Deshora

Crítica de Paula De Giacomi - La mirada indiscreta

Riña de gallos

Deshora de Bárbara Sarasola- Day es una bomba de tiempo, un volcán a punto de hacer erupción, una tensión que se acumula, aunque quizás nunca pueda ser liberada.

Helena y Ernesto viven en un campo en la provincia de Salta y reciben durante un tiempo a Joaquín, primo de Helena. Aparentemente Joaquín necesita un espacio de tranquilidad por estar atravesando un momento difícil. Mucho no sabemos de este personaje, sólo que es un joven que acaba de concluir un tratamiento de rehabilitación, que estuvo marcado por la muerte de su padre y que tiene una áspera relación con su madre. En Deshora el deseo circula en varias direcciones y la cámara lo muestra a través de la piel, las miradas y los roces. En seductores planos detalles y de manera fragmentada este deseo se instala en cada parte de los cuerpos. El relato es sutil y ambiguo, nada parece estar claro y a la vez muchas cosas son evidentes.

Helena y Ernesto cargan con el tiempo, la lejanía y la cotidianeidad de una pareja de años, pero siguen unidos. Necesitan el uno del otro y también buscan un hijo, quizás para llenar ese hueco que el amor fue dejando. Pero con la llegada de Joaquín se produce un terremoto y comienza el juego: la pelea de gallos, la cacería, las borracheras, las putas y todo lo demás. Helena queda por fuera, encerrada en esa angosta y abarrotada casa, acompañada por sus caballos, y sola. Por otro lado Ernesto se mueve a su antojo mientras que Joaquín los observa como un fantasma que deambula por la casa, metiéndose donde no debe, nadando en esos lugares en los que nadie parece querer sumergirse.
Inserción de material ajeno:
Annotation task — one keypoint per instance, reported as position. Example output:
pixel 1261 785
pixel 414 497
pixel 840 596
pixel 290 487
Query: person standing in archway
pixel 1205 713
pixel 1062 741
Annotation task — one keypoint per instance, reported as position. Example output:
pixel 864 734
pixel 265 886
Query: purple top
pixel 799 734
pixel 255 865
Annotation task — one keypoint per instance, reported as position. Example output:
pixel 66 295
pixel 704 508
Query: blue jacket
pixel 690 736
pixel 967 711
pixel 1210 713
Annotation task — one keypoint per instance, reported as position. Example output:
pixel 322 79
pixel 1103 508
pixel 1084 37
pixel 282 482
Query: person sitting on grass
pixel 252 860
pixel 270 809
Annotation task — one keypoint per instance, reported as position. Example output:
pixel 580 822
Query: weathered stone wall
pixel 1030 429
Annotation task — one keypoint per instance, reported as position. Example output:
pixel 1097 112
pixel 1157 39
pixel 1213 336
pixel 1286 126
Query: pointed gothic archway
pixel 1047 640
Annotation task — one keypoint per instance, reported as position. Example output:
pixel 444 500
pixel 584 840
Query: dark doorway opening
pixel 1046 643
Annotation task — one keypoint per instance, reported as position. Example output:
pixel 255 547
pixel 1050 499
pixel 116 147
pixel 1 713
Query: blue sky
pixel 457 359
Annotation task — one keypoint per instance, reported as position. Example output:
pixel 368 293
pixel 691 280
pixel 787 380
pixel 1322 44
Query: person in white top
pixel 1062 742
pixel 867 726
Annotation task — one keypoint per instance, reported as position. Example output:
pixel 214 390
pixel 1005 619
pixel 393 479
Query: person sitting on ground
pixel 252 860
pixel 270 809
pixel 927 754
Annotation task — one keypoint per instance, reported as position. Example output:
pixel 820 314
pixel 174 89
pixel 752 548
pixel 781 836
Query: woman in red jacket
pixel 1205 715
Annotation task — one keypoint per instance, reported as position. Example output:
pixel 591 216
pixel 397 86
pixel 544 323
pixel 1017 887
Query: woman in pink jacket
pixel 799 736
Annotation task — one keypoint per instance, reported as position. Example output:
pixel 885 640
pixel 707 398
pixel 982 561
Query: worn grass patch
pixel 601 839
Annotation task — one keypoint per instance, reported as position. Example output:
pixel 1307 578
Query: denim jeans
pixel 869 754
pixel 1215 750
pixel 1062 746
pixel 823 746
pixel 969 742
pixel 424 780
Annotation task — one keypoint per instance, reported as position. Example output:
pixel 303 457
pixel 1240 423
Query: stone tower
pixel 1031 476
Deshora nos habla de tantos temas como cada uno de los ojos que la miran, porque deja lugares abiertos y preguntas sin contestar. El relato acompaña la historia, la refuerza, calienta el aire y lo vuelve cada vez más denso, lo estira y lo disgrega. Deshora habla del poder, de la lucha con uno mismo, de la masculinidad, de la femineidad, de las pulsiones, de los miedos y de la soledad. Pero va más allá de esto porque además sugiere un contexto particular en donde se mueven los personajes, una sociedad con roles bien definidos, un micromundo con sus propias reglas.

El clima va aumentando para dejarnos cada vez más asfixiados, a pesar de la amplitud del campo. El espacio cobra sentido, el contraste del interior de la tradicional casa en donde viven y la inmensidad de los espacios externos crean una película que tienen un peso propio y definitivamente deja huellas.

Es “matar o morir” pero la pregunta sería: ¿qué es lo que sobrevive? Un universo hipócrita, un instinto contenido, un mirar hacia otro lado porque mirar hacia adentro sería mucho más peligroso. Se mata lo que uno es y perdura lo que se armó con tanto esmero durante toda la vida, esa “pantalla”, esa duplicación. Los espejos están muy presentes en el relato, sobre todo el que observamos al final del pasillo, ese pasillo que conecta todas las habitaciones: la de Joaquín, la de Helena y Ernesto, y la de los anhelos, con una cuna embalada y muebles de bebé sin uso. Ese espejo que está delante de ellos y que a la vez los sigue, como la cámara, cerca de sus espaldas, respirando sobre su nuca. Y nosotros somos espías de un mundo que se cae a pedazos, aunque sus integrantes den la vida por mantenerlo en pie. Sí, la vida. Parece que cuando estamos perdidos en un bosque y una mira nos apunta, no queda otra que correr y escapar, aunque quizás ya sea demasiado tarde. Llegó el momento de sacarse las vendas de los ojos, pero es un tiempo inoportuno, el de la verdad, y no siempre es hora de enfrentarla.